The opposing Out-of-India theory is all but dead, although failed theories often have a long half-life, especially if they are espoused for psycho-political reasons. I would argue that Out-of-India was dead for thousands of years before it was conceived, since even in Homer’s time it was known that “India” was not “one thing” but was peopled by Indians in the north and “Eastern Ethiopians” in the south (which differed from their western “actual” Ethiopians of Africa by their possession of straight rather than curly hair). These were the “Ancestral North Indians” and “Ancestral South Indians” that modern science has revealed. Out-of-India is little more than a nationalistic myth functioning as an antidote to this basic dichotomy, a way to imbue India’s diverse citizens with a myth of common origins.

Yet, proponents of AIT (who have a non-trivial overlap with R1an enthusiasts) are also scratching their heads because of the 27 ancient South Asian males from South Asia studied in the preprint there is exactly one R1a, who also happened to live after the time of the Buddha and not during the Bronze Age.

Both OIT enthusiasts (who expected copious and abundant R1a in India and its environs since the Paleolithic) and AIT/R1an enthusiasts (who expected to see it come in c. 3,500BC) are bound to be disappointed.

Perhaps the R1a Indo-Aryans did come to South Asia in a conventional AIT time frame and they haven’t been sampled. Or, maybe they were, indeed, there, but were not R1ans. Or, maybe both sides missed the bigger story which is that the Indo-Aryans (so closely associated with India today) were simply not there as early as people have thought. 

bioRxiv: doi: https://doi.org/10.1101/292581

The Genomic Formation of South and Central Asia

Vagheesh M Narasimhan, Nick J Patterson et al.

The genetic formation of Central and South Asian populations has been unclear because of an absence of ancient DNA. To address this gap, we generated genome-wide data from 362 ancient individuals, including the first from eastern Iran, Turan (Uzbekistan, Turkmenistan, and Tajikistan), Bronze Age Kazakhstan, and South Asia. Our data reveal a complex set of genetic sources that ultimately combined to form the ancestry of South Asians today. We document a southward spread of genetic ancestry from the Eurasian Steppe, correlating with the archaeologically known expansion of pastoralist sites from the Steppe to Turan in the Middle Bronze Age (2300-1500 BCE). These Steppe communities mixed genetically with peoples of the Bactria Margiana Archaeological Complex (BMAC) whom they encountered in Turan (primarily descendants of earlier agriculturalists of Iran), but there is no evidence that the main BMAC population contributed genetically to later South Asians.

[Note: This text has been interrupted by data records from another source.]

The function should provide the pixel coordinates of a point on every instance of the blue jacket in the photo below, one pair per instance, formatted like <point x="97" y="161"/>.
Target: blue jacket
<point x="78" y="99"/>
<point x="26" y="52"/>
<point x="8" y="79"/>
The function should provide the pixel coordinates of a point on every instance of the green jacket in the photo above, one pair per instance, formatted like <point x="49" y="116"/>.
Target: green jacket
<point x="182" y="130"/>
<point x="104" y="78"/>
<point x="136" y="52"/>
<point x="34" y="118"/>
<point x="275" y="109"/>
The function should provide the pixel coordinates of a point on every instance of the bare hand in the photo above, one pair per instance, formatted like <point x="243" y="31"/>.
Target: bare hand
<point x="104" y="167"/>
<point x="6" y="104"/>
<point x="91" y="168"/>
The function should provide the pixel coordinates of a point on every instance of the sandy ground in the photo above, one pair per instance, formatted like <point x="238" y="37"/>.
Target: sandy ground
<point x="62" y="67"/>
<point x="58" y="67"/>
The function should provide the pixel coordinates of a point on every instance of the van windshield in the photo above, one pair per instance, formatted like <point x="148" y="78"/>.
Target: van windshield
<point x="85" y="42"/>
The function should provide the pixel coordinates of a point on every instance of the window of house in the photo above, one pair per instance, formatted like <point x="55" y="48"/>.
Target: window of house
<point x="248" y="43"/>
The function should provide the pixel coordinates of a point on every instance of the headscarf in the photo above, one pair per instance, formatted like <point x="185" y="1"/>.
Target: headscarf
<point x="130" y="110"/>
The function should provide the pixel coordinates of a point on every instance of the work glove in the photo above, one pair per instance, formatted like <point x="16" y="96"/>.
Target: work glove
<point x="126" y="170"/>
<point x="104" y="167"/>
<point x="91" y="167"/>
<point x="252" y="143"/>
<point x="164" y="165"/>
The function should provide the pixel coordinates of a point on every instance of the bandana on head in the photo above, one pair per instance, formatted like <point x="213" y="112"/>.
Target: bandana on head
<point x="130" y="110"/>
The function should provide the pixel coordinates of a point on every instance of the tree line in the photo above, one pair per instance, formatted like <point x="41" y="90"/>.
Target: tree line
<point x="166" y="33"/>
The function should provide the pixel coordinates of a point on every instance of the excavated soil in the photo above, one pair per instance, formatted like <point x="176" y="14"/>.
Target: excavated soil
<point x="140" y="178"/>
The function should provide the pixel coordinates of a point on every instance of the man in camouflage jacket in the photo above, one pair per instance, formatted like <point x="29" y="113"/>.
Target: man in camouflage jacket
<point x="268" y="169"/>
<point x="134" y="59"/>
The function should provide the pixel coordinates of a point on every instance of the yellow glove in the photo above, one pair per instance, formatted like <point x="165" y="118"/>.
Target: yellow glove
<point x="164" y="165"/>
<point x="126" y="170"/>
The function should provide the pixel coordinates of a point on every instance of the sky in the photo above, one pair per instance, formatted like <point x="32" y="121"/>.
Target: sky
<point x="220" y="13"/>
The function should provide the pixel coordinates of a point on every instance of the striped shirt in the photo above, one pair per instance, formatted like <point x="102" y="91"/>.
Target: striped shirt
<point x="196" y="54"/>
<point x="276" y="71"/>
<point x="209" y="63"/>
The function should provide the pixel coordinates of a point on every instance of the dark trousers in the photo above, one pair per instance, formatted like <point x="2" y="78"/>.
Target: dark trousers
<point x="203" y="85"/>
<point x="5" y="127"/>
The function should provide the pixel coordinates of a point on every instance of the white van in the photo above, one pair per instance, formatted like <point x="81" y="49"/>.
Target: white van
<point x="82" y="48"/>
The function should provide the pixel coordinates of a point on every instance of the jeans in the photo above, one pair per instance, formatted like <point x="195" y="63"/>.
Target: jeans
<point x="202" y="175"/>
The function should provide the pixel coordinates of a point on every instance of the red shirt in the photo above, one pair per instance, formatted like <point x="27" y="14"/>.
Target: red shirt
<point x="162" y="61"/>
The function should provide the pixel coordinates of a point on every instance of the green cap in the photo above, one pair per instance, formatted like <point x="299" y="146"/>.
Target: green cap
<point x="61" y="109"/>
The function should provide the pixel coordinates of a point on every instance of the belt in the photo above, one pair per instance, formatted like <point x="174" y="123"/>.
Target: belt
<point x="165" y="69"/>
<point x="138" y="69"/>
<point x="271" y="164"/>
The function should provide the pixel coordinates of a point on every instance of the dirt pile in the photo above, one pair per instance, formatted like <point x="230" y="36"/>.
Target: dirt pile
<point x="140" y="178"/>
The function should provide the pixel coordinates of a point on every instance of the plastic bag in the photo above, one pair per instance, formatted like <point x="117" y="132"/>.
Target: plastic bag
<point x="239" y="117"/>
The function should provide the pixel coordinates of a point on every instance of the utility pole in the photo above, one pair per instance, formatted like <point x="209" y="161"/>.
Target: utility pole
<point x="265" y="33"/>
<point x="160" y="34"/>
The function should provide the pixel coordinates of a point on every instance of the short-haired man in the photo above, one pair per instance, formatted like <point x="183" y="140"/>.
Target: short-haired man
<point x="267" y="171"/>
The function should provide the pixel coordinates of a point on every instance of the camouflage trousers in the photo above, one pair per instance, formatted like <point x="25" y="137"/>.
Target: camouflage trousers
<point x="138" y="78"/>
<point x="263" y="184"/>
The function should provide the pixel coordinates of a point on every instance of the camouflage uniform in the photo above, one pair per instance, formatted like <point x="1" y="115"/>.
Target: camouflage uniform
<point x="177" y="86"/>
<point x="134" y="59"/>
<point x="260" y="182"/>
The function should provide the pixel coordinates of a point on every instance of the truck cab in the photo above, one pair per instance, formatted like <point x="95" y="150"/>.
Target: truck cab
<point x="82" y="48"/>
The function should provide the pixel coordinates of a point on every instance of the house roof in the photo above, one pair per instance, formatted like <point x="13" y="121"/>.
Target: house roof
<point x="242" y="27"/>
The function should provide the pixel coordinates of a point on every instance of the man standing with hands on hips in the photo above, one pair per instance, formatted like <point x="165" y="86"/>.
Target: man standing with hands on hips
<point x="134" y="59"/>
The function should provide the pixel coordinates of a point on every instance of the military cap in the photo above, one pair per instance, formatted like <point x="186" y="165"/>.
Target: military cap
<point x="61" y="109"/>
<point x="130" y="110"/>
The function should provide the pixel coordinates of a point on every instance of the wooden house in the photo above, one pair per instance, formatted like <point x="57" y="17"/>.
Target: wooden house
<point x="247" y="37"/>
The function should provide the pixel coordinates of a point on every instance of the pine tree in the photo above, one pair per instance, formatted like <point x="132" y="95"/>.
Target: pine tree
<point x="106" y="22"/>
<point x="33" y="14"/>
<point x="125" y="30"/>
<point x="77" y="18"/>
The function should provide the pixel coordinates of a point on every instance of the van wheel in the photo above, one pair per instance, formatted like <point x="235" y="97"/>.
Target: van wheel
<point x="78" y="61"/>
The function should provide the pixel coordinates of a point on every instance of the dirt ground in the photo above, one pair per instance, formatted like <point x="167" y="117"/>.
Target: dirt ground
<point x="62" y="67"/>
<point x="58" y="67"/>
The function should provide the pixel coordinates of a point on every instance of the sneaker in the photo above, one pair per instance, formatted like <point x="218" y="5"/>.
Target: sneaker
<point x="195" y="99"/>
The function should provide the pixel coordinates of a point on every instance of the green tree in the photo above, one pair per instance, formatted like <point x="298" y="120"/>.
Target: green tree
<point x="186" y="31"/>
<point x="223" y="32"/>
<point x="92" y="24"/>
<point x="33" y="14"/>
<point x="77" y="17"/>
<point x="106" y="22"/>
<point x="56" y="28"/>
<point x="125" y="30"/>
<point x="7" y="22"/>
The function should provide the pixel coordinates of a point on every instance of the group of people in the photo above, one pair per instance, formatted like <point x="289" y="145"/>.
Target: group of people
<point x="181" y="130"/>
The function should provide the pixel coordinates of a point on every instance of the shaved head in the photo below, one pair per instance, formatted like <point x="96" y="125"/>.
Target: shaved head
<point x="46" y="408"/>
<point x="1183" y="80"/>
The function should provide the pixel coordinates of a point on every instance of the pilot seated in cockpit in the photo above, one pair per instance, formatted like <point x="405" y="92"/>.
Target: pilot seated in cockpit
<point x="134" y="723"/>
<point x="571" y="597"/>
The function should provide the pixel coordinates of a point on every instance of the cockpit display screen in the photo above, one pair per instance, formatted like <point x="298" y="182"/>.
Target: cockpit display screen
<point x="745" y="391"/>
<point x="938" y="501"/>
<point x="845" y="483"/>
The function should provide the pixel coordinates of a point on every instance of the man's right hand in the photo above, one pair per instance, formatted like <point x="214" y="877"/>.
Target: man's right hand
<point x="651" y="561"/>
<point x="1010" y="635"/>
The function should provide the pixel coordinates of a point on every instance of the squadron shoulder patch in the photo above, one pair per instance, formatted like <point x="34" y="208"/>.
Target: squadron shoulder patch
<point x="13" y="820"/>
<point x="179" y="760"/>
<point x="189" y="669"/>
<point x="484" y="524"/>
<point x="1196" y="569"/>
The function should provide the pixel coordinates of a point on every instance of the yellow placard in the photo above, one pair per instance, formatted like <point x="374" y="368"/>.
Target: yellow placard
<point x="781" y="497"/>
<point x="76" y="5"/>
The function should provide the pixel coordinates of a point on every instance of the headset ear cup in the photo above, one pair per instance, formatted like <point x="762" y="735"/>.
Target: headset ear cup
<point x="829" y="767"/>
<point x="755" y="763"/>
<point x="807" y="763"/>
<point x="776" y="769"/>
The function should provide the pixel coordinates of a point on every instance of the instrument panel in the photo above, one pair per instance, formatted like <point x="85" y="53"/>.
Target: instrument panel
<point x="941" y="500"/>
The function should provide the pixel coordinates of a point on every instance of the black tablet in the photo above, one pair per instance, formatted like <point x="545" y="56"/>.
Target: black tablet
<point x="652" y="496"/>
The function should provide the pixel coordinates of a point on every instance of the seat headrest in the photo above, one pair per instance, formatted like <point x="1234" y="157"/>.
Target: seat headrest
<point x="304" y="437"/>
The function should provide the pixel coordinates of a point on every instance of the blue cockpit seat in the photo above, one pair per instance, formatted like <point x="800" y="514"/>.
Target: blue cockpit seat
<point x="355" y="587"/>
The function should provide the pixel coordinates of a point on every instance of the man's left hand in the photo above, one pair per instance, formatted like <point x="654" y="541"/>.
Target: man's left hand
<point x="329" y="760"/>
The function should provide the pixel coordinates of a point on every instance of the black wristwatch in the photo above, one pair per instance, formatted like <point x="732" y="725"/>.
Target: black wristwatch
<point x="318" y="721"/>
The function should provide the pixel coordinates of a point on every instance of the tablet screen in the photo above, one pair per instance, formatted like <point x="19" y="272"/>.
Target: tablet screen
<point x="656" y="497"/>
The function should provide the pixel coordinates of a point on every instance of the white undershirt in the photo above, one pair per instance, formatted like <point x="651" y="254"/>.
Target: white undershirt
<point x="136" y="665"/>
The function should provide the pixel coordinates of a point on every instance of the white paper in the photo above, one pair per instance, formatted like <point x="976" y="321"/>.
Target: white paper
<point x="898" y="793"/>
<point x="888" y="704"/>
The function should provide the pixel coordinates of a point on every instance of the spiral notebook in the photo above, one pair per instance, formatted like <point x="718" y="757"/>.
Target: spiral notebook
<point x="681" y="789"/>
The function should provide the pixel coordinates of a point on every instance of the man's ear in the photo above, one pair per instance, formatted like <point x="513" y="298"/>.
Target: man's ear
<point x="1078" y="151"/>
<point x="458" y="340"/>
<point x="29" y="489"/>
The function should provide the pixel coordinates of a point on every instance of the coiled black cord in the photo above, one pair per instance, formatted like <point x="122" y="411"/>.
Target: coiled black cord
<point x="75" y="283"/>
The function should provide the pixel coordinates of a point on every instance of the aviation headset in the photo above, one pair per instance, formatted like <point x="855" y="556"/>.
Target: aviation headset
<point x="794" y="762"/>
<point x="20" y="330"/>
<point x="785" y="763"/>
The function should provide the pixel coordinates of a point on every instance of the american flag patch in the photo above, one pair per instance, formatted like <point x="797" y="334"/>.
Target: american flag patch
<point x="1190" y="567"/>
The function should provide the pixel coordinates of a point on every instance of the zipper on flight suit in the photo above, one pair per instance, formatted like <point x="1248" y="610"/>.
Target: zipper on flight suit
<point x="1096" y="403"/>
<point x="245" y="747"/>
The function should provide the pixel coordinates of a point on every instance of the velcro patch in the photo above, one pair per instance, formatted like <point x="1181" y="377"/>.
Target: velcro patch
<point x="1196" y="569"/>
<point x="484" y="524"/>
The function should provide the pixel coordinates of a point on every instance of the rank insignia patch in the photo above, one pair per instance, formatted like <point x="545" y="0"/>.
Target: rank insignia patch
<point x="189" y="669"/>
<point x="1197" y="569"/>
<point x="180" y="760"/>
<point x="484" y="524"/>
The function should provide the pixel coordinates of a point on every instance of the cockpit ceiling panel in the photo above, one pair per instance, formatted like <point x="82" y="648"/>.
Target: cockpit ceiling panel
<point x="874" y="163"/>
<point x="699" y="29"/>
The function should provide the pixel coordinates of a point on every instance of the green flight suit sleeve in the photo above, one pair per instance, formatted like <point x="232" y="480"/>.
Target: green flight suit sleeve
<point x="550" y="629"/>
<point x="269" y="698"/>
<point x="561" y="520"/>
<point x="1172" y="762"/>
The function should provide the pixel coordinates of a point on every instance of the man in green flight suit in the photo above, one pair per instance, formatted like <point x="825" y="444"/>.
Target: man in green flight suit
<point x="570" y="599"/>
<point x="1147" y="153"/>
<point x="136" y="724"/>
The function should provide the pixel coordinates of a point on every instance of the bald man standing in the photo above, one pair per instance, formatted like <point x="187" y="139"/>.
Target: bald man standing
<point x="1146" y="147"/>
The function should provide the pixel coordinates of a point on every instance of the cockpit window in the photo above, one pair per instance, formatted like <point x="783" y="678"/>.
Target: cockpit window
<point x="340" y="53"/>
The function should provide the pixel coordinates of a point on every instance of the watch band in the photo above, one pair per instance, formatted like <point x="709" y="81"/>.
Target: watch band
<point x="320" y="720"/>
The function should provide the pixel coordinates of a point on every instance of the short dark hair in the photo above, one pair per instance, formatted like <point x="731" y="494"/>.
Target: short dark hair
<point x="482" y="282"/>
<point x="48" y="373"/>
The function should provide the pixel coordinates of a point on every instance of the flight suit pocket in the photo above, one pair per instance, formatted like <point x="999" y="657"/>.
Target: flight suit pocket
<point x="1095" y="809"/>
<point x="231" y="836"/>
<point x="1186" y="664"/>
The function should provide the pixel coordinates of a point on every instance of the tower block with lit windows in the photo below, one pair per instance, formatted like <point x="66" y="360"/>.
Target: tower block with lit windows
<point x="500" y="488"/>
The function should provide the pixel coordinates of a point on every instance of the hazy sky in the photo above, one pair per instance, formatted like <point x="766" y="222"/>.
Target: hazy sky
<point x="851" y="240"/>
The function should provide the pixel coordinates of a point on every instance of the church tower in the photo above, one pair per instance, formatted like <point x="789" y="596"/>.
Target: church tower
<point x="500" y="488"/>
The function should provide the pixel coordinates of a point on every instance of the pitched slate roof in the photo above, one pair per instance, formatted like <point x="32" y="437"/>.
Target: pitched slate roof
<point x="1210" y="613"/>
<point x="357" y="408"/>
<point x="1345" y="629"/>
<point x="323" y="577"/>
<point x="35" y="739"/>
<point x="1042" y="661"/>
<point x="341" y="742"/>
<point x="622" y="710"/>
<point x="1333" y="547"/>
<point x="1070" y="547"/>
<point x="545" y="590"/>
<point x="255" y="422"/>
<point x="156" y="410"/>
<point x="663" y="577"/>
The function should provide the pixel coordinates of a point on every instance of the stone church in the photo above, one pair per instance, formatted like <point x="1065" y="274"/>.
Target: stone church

Instead, Steppe communities integrated farther south throughout the 2nd millennium BCE, and we show that they mixed with a more southern population that we document at multiple sites as outlier individuals exhibiting a distinctive mixture of ancestry related to Iranian agriculturalists and South Asian hunter-gathers. We call this group Indus Periphery because they were found at sites in cultural contact with the Indus Valley Civilization (IVC) and along its northern fringe, and also because they were genetically similar to post-IVC groups in the Swat Valley of Pakistan. By co-analyzing ancient DNA and genomic data from diverse present-day South Asians, we show that Indus Periphery-related people are the single most important source of ancestry in South Asia — consistent with the idea that the Indus Periphery individuals are providing us with the first direct look at the ancestry of peoples of the IVC — and we develop a model for the formation of present-day South Asians in terms of the temporally and geographically proximate sources of Indus Periphery-related, Steppe, and local South Asian hunter-gatherer-related ancestry. Our results show how ancestry from the Steppe genetically linked Europe and South Asia in the Bronze Age, and identifies the populations that almost certainly were responsible for spreading Indo-European languages across much of Eurasia.